Возможности немедленного противодействия у них не было, это Иван понимал: оперативные ракеты легких серв-машин не достанут до находящихся в трехстах километрах целей, но автопилоты «Нибелунга» имели собственные боевые программы, которые обязаны отреагировать на появление противника.

Не факт.

Проблема заключалась в тонких настройках варианторов целей.

Вся техника, действующая в пределах населенного инсектами скопления, проходила дополнительную отладку, когда в схемы управления автоматическим огнем вводились ограничители. Пока корабли насекомоподобных существ не произведут первый выстрел, провоцируя ответный огонь, штурмовой носитель будет продолжать подъем.

Патовая ситуация. Мощный, отлично вооруженный «Нибелунг» продолжал медленно карабкаться ввысь: орудийно-лазерные комплексы, обеспечивающие стопроцентное прикрытие всех полусфер, в данный момент были убраны внутрь бронированного корпуса, шахты электромагнитных катапульт, снаряженные тяжелыми ракетами класса «космос – земля», закрыты.

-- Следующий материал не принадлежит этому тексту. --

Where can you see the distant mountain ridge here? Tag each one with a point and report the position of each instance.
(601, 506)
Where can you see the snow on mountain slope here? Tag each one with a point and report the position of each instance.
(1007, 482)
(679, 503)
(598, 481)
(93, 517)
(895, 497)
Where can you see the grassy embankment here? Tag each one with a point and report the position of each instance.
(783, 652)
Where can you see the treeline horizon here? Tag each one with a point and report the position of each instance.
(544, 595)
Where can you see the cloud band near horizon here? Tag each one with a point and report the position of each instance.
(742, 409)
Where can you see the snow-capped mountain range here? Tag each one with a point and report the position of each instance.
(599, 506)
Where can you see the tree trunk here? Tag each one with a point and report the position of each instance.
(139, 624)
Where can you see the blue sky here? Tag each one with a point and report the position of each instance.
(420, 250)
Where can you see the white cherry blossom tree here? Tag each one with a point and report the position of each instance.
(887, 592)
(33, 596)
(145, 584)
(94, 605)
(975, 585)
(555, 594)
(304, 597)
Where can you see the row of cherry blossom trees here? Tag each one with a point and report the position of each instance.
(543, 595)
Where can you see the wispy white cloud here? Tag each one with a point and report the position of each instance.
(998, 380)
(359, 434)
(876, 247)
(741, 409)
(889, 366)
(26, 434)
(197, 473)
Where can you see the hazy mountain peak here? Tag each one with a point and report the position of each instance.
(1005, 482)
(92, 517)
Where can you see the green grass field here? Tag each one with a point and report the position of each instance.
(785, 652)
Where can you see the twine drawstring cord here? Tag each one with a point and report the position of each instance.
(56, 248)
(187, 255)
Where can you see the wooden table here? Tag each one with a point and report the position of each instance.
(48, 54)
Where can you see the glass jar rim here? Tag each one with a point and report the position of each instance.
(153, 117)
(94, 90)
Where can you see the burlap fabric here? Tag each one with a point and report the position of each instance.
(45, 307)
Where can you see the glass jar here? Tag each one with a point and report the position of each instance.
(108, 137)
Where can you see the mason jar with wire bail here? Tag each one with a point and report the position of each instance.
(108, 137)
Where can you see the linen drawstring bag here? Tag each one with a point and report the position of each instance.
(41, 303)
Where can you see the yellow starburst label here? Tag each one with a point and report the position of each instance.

На реактивацию боевых систем после первого выстрела со стороны кораблей инсектов уйдет десять-пятнадцать секунд, которые могут оказаться роковыми.

Решение пришло мгновенно.

Иван успел достать шунт прямого нейросенсорного контакта, но еще не подключил его к своему импланту.

– Илья Андреевич, принимай командование «Хоплитами»! Я переключаюсь на дистанционное управление носителем!

– Понял.

Черный, покрытый глянцевитой изоляцией оптический кабель, неприятно ассоциирующийся с притаившейся в руках змеей, с легким щелчком вошел в ответное гнездо под подлокотником пилот-ложемента. Теперь имплант.

Раздвоенное жало шунта раздвинуло герметичную заглушку на боевом шлеме, и контакты коснулись височного импланта.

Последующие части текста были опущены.